DUKE.
You guard my daughter here alone?
PAUL.
In my character of cousin to Diane Leblanc, gossip has already united us by even a closer tie.
DUKE.
To my infinite annoyance, sir.
PAUL.
Monsieur le Duc, in times like these, Madame Kauvar would be far safer than Mademoiselle de Beaumont.
DUKE.
[With quiet hauteur.]
There are some means of safety forbidden to my rank, sir.—Pardon me if I must say that what you suggest is one of them.
PAUL.
What if I dared to love your daughter, to hope that you would grant me the right to guard her as my wife?
DUKE.
Seriously?
PAUL.
Seriously!
DUKE.
[Shrugging his shoulders.]
This is another of the many insanities of the times.
PAUL.
[Haughtily.]
Suppose I had reason to believe that your daughter would consent?
DUKE.
[Sternly.]
One moment, Monsieur! Your first proposition involves but madness,—your last implies dishonour.
PAUL.
[Indignantly.]
Dishonour!
[Checking himself.]
Monsieur, honesty is honoured now, even though it be not allied to an empty title. Tis not a crest, but character, that measures manhood in this modern age. Therefore I do not fear to tell you—
[DUKE turns quickly. PAUL hesitates.]
that I love your daughter.
DUKE.
[With terrible contempt.]
And you take this time to declare it! When you have burdened me with obligations that leave me powerless at your feet?—when I must see in the demand for the daughter’s hand, a possible bargain for the father’s life.

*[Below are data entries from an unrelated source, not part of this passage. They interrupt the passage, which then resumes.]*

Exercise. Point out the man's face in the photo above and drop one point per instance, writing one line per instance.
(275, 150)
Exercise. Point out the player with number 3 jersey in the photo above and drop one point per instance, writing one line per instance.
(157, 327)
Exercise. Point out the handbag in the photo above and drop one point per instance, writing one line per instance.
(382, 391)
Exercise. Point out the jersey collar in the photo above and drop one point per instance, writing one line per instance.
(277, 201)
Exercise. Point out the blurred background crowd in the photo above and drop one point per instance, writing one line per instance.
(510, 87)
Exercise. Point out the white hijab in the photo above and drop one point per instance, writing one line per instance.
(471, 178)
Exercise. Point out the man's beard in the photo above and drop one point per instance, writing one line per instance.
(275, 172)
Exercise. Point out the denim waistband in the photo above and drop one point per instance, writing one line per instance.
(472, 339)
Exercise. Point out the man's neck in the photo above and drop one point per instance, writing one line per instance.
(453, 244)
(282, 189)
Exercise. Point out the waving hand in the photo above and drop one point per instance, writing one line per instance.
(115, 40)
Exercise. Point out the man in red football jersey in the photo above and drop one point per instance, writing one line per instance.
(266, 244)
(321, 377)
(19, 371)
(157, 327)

[PAUL turns fiercely. The DUKE checks him.]
No more, sir! Happily I have two securities against dishonour: my child’s sense of what is due to herself—my own scorn of life purchased at such a price.
PAUL.
Perhaps your daughter may not deem the protection of my name so great a degradation as yourself.—Dare you put her to the test?